Di Santo: “Quanto rumore per un marciapiede…”

di Redazione

Antonio Di Santo AVERSA. “La risposta del consigliere Barbato conferma e avvalora la mia tesi: il Pdl è un partito di prepotenti o almeno di due prepotenti”.

L’architetto Antonio Di Santo torna sulla vicenda del litigio avuto con Nicola Golia, coordinatore cittadino del Pdl e vicepresidente della provincia, alla luce del documento di “condanna” rifilatogli dal gruppo consiliare del Pdl tramite il consigliere Elia Barbato e delle dichiarazioni del vicesindaco Nicola De Chiara, suo riferimento in amministrazione (Di Santo è legato al “Gruppo della Libertà”, capeggiato da De Chiara, ndr.), il quale ha però preso le distanze dalla querelle.

“Secondo Barbato la mia ‘spudoratezza’ avrebbe ‘superato ogni limite’. Qual è il limite massimo concesso a un semplice dipendente comunale? Vorrei ricordare al consigliere Barbato che la dignità, il rispetto di se stessi e degli altri vanno ben al di là della legge Bassanini. Il mio ruolo di dirigente non può costituire il bavaglio per tacere un sopruso. Barbato sa bene (perché vi ha partecipato) che mercoledì 16 marzo la riunione del Pdl ha avuto come oggetto di discussione la mia rimozione, essendo stato poco solerte nell’esaudire le richieste di Golia, in merito alla sua pratica edilizia. E sa altrettanto bene che la ‘spedizione’ nel mio ufficio era stata organizzata per venerdì 18 marzo e che l’azione di ‘squadrismo’ era cominciata già in altri uffici comunali. Infatti, il giorno 18 marzo, ben cinque consiglieri comunali del Pdl, guidati dal loro condottiero, con ‘fare inquisitorio’, chiedevano notizie in merito alla mia azione gestionale. Un intero partito per chiedere informazione su un marciapiede. Se si fosse trattato di una strada avrebbero invitato il presidente Berlusconi?!”.

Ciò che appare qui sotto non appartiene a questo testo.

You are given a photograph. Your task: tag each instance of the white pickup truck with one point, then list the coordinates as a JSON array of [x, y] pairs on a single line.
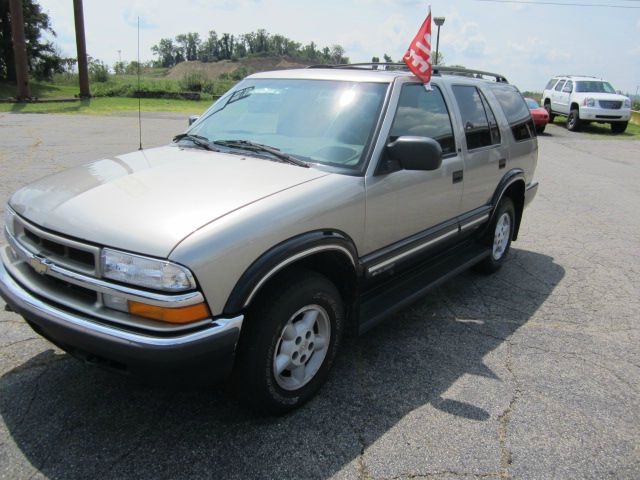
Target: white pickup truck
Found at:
[[584, 100]]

“Sicuramente non opero a livello personale, – continua Di Santo – devo dar conto della gestione sia ai politici che, in generale, ai cittadini perché il dirigente mette semplicemente in atto la programmazione politica. Non decide nulla né agisce in totale autonomia; pertanto ‘l’imbarazzo della politica nei confronti delle lamentele dei cittadini’ di cui parla Barbato, deve ricercarsi nella politica stessa in quanto essa decide quali lavori devono eseguirsi. Essendo stata calpestata la mia dignità, ho reagito, in quanto non disponibile a barattare i valori etici per perseguire una smodata ambizione, né disponibile ad alcun tipo di servilismo per raggiungere traguardi sociali. Non indosso una maschera fatta di ipocrisia e falsità: la verità per il sottoscritto è il principio supremo del rispetto umano”.